We did a big update, as I mentioned previously, and after the update I found out some of the graphic cards were not anymore supported by the newest NVIDIA drivers for CentOS x64, at this moment NVIDIA-Linux-x86_64-418.43.run. This may make some sense, since the Quadro 4000 was released in November 2010, but on the other hand it is a perfectly fine graphic card able to do 3D and hook up to 3 monitors. In principle I don’t like to throw away working hardware…unless requested to do so 🙂
I experienced all these symptoms depending on what I do:
- you seem to have the drivers running but there is no output of nvidia-smi
- you get an output that tells you that there is no device compatible.

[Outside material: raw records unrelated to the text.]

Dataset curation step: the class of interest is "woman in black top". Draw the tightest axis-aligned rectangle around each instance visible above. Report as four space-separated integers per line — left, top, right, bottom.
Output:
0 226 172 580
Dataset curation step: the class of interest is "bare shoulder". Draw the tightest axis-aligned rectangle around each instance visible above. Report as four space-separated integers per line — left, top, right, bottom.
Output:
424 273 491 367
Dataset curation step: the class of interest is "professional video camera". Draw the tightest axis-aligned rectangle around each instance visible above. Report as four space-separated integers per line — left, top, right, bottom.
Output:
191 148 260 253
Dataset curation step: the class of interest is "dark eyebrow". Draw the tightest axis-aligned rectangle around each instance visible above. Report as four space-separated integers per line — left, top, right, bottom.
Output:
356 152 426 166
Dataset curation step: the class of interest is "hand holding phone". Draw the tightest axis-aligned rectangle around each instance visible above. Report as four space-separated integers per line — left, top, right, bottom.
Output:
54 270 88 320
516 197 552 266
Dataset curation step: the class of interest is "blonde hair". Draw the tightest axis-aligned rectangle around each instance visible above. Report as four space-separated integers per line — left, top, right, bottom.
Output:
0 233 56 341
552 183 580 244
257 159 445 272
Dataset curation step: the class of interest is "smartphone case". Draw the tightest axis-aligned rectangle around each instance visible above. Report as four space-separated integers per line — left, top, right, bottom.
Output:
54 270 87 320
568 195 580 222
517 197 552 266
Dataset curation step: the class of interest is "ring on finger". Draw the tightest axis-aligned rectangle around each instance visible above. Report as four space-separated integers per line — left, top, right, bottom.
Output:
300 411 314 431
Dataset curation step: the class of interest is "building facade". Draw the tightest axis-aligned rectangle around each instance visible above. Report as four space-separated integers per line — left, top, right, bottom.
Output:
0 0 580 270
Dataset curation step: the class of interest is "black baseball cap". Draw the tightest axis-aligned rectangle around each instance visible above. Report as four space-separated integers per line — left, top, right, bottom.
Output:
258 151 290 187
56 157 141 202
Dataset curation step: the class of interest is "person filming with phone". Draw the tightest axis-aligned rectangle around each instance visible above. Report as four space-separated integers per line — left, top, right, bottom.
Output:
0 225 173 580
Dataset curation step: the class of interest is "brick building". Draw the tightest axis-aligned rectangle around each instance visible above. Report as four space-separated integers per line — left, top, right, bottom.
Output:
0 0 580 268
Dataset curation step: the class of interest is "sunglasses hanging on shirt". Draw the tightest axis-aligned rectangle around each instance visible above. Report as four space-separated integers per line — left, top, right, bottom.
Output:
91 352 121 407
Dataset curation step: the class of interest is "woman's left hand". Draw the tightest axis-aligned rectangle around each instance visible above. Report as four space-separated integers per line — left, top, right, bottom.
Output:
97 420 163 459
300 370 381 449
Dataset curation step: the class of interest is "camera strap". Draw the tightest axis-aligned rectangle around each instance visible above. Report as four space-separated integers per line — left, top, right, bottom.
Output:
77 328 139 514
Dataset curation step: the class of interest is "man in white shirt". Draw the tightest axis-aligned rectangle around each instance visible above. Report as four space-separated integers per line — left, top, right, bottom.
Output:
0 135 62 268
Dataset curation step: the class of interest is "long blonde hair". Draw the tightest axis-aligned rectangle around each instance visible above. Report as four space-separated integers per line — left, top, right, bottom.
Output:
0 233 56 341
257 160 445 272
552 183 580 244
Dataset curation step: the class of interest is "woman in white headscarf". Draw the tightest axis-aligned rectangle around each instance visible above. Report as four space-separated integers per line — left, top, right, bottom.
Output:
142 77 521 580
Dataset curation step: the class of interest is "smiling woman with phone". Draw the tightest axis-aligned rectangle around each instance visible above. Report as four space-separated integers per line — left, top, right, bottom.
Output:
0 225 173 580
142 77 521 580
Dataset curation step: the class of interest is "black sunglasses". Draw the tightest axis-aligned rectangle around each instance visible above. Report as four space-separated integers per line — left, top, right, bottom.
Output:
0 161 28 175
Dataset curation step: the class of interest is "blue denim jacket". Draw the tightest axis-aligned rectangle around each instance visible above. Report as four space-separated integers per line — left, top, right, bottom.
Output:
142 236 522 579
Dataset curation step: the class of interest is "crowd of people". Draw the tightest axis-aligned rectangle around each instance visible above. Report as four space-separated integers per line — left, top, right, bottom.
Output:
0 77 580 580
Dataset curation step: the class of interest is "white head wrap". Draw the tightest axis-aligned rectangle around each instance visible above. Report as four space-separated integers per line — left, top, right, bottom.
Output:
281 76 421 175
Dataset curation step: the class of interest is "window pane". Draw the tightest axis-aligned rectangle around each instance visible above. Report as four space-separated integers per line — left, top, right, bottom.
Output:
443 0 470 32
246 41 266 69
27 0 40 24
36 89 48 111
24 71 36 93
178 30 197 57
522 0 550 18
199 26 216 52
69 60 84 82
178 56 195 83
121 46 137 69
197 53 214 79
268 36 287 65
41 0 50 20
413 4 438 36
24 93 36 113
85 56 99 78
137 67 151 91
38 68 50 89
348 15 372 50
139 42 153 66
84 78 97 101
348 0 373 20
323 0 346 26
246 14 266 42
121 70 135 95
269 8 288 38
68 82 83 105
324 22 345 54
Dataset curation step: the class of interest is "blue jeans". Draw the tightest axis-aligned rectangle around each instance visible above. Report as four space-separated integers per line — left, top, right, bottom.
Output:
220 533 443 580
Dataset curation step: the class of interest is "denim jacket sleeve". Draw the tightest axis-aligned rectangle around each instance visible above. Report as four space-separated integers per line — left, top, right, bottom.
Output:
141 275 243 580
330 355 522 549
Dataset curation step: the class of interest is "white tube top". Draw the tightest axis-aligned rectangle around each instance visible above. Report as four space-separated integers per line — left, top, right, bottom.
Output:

- there’s an ouput from nvidia-smi but GDM crashes
Sample GDM crash on my client “tiny” looks like this:
systemctl status gdm ● gdm.service - GNOME Display Manager Loaded: loaded (/usr/lib/systemd/system/gdm.service; enabled; vendor preset: enabled) Active: active (running) since XXX; 52s ago Process: 24578 ExecStartPost=/bin/bash -c TERM=linux /usr/bin/clear > /dev/tty1 (code=exited, status=0/SUCCESS) Main PID: 24575 (gdm) CGroup: /system.slice/gdm.service └─24575 /usr/sbin/gdm XXX tiny systemd: Starting GNOME Display Manager... XXX tiny systemd: Started GNOME Display Manager. XXX tiny gdm: GdmDisplay: display lasted 0.093784 seconds XXX tiny gdm: GdmDisplay: display lasted 0.031349 seconds XXX tiny gdm: GdmDisplay: display lasted 0.017635 seconds XXX tiny gdm: GdmDisplay: display lasted 0.016253 seconds XXX tiny gdm: GdmDisplay: display lasted 0.016001 seconds XXX tiny gdm: GdmDisplay: display lasted 0.017770 seconds XXX tiny gdm: GdmLocalDisplayFactory: maximum number of X display failures reached: check X server log
Above, XXX corresponds to the date. We check the X server log as suggested. It reads:
root@tiny ~ ## > tail /var/log/Xorg.0.log [ 344.316] ==== WARNING WARNING WARNING WARNING ================ [ 344.316] This server has a video driver ABI version of 24.0 that this driver does not officially support. Please check http://www.nvidia.com/ for driver updates or downgrade to an X server with a supported driver ABI. [ 344.316] ===================================================== [ 344.316] (EE) NVIDIA: Use the -ignoreABI option to override this check. [ 344.316] (II) UnloadModule: "nvidia" [ 344.316] (II) Unloading nvidia [ 344.316] (EE) Failed to load module "nvidia" (unknown error, 0) [ 344.316] (EE) No drivers available.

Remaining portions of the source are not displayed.